Satoshi Callahan and his two siblings now have safer routes to Capitol Hill Magnet School in St. Paul thanks to their parents, a community of advocates and a program called Minnesota Safe Routes to School.
Standing on Concordia Avenue near Interstate 94, parent Ross Callahan explained the difference the program made for his children’s walk to school.
“This pedestrian bridge was recently rebuilt through SRTS, and before that, this was a terrible intersection,” he said. “So, it started with me taking a video of the kids trying to cross the street. Nobody would stop. Safe Routes to School gave us an opportunity to come together to improve this intersection so the kids could safety cross the street.”
According to the National Center for Safe Routes to School, nearly 50 percent of kids walked or bikes to school in the 1960s, compared to around 17 percent today.
“Safe Routes to School aims to change the habits of an entire generation by making it safer, easier and more comfortable for students to walk and bike to school and in daily life,” said Dave Cowan, SRTS coordinator. “Minnesota ranks third in the nation for its Safe Routes to School program. This is due in part to the way we fund our program, both with federal dollars and with state dollars.”

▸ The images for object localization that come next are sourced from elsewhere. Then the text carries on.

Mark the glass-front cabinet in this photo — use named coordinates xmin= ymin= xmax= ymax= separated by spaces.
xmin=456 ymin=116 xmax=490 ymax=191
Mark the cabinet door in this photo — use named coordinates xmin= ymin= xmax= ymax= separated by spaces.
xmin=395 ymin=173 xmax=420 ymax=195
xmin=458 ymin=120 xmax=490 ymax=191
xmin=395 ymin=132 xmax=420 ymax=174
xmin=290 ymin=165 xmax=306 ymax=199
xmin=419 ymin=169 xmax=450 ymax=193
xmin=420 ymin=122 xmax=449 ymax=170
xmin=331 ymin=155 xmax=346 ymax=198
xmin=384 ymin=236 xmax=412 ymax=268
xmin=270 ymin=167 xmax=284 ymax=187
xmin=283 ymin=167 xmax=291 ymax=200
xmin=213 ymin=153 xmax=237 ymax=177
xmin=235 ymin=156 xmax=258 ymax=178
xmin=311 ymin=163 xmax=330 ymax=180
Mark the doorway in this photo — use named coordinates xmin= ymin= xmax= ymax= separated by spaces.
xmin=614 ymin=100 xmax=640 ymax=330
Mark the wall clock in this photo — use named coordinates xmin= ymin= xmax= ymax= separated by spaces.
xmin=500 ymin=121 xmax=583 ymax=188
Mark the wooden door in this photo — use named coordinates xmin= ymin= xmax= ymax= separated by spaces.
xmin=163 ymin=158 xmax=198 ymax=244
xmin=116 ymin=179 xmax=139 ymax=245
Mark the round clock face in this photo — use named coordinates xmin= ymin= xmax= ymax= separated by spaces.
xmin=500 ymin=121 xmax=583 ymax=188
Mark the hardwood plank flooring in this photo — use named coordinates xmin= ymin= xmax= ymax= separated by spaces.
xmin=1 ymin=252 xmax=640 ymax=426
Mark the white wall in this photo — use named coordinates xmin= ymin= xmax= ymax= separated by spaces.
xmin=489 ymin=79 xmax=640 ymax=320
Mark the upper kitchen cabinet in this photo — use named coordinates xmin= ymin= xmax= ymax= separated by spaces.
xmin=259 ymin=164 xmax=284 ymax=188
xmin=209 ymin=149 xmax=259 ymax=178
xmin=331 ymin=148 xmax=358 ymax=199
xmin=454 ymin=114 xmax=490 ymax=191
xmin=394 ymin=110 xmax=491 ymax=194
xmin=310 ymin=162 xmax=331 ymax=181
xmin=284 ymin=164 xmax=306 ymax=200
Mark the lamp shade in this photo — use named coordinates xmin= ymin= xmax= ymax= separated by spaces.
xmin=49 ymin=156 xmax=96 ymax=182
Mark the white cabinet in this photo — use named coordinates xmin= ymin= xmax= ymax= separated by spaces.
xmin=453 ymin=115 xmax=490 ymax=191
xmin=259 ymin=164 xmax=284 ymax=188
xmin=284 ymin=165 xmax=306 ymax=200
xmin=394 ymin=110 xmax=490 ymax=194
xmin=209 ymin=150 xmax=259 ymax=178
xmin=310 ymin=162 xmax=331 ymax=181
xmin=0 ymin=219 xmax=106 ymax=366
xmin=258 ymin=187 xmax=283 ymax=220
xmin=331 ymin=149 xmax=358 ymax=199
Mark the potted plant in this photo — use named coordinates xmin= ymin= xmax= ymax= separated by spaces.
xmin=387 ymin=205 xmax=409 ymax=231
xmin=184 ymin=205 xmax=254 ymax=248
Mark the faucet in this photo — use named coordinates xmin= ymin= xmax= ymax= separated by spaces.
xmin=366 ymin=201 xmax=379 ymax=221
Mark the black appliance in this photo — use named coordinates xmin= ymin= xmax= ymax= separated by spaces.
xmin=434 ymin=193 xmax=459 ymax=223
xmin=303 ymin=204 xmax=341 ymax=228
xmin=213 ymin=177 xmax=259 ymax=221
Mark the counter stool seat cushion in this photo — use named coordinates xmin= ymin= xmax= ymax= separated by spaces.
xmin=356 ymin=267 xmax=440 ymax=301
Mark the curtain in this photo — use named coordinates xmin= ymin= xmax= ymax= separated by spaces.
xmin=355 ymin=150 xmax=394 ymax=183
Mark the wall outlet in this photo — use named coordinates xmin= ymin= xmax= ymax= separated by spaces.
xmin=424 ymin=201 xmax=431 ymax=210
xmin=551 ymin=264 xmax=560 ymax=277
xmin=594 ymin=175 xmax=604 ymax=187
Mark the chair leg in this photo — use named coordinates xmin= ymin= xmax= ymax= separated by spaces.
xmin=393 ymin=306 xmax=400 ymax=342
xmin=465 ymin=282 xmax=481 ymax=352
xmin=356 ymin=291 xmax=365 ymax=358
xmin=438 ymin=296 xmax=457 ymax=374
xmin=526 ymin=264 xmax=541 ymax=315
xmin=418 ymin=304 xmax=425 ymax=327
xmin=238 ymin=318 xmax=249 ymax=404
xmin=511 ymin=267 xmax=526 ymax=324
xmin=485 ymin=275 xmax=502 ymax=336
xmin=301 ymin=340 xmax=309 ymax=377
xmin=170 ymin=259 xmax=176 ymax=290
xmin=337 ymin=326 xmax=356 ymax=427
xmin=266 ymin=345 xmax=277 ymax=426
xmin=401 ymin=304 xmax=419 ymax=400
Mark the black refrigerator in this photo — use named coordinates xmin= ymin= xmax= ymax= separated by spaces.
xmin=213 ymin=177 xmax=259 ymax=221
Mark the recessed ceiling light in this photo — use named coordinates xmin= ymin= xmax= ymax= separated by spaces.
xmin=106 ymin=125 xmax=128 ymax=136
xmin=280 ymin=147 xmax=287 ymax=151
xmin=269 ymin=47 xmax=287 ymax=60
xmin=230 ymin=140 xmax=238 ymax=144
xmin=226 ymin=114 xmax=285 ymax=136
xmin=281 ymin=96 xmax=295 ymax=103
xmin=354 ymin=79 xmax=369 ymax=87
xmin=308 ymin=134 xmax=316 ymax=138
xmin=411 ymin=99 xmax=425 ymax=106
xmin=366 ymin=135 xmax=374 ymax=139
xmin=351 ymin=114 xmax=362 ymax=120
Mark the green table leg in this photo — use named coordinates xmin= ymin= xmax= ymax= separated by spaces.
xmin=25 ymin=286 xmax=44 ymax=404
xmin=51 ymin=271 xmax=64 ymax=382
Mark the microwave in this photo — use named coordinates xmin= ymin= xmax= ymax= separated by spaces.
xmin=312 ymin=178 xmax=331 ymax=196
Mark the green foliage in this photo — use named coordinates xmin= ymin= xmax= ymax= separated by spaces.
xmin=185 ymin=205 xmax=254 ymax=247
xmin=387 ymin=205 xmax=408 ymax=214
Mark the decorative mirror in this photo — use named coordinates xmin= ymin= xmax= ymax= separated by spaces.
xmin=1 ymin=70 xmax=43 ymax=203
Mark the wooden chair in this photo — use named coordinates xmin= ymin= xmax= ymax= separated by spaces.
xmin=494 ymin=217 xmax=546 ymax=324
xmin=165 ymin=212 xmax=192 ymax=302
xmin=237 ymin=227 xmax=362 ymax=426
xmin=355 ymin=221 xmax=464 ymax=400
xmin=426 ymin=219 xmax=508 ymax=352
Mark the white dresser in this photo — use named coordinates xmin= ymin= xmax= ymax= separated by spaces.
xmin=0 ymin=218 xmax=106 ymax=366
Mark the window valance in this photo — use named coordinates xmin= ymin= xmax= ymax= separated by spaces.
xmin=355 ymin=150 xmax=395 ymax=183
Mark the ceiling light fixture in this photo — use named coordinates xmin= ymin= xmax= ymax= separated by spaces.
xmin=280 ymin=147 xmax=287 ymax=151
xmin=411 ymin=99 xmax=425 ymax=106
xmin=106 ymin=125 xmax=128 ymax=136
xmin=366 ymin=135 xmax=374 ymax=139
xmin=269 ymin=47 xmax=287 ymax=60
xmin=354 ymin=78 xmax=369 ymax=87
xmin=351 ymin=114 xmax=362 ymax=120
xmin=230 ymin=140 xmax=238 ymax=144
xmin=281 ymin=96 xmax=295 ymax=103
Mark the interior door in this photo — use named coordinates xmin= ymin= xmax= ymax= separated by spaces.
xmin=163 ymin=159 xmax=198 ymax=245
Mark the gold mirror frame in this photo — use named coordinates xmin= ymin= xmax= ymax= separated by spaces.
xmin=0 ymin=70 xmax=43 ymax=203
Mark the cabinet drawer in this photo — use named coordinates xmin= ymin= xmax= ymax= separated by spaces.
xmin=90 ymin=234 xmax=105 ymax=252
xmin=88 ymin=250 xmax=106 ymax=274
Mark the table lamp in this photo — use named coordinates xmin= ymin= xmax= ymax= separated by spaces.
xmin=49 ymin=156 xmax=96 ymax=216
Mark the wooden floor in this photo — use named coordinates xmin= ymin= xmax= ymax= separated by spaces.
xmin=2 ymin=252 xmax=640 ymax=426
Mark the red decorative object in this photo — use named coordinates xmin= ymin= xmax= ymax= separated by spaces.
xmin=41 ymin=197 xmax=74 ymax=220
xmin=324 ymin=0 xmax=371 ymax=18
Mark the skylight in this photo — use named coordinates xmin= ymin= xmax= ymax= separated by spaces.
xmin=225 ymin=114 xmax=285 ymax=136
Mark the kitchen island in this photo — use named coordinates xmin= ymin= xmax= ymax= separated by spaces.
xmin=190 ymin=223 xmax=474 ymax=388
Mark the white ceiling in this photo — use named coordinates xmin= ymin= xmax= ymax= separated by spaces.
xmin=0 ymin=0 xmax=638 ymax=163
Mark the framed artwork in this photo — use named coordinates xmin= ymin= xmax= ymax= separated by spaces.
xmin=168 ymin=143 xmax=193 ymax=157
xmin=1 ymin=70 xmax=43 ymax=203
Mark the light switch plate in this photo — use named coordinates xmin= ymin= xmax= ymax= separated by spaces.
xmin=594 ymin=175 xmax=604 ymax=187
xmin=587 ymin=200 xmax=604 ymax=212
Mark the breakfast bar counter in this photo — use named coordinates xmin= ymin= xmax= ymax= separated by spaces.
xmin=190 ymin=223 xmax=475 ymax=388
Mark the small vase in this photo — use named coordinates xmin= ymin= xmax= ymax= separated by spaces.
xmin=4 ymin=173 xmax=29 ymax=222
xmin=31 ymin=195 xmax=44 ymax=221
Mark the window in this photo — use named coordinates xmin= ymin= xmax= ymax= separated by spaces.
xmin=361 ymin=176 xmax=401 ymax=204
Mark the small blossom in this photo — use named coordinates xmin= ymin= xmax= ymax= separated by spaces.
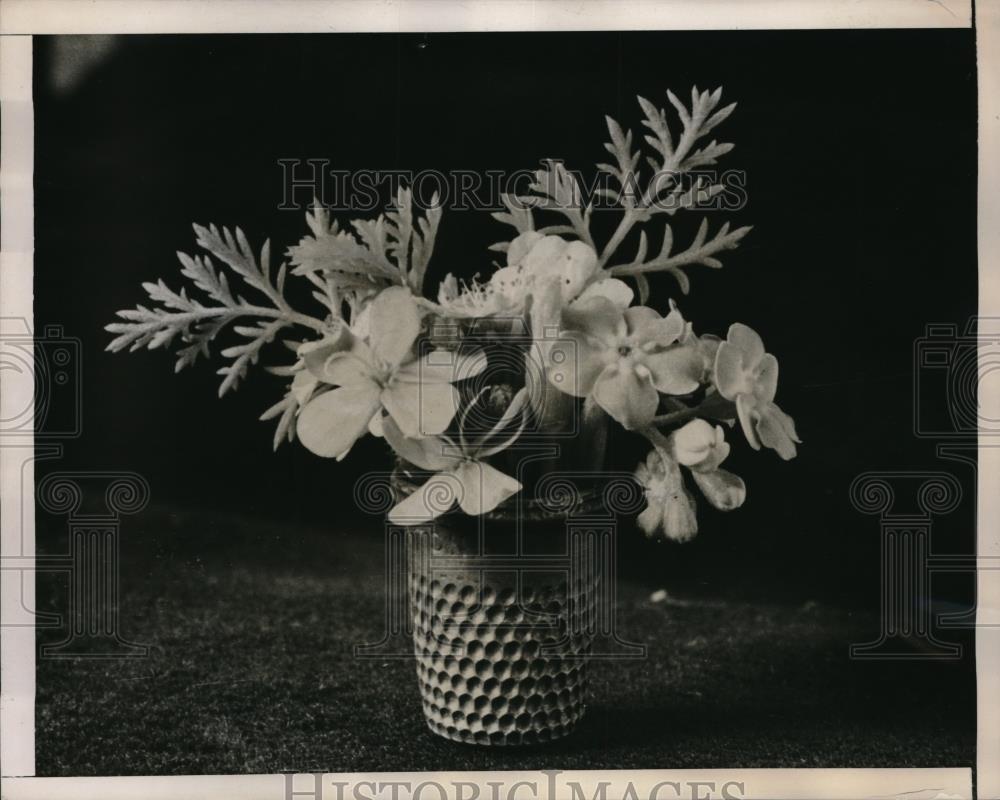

Safe Routes to School is a partnership between Minnesota’s departments of education, health and transportation as well as local and national partners. MnDOT has awarded more than $38 million in federal and state funds helping more than 450 Safe Routes plans and 140 infrastructure projects across the state since 2006. The majority of funding was awarded for infrastructure projects. The remainder was allocated for programs and planning that promote walkable and bikeable communities.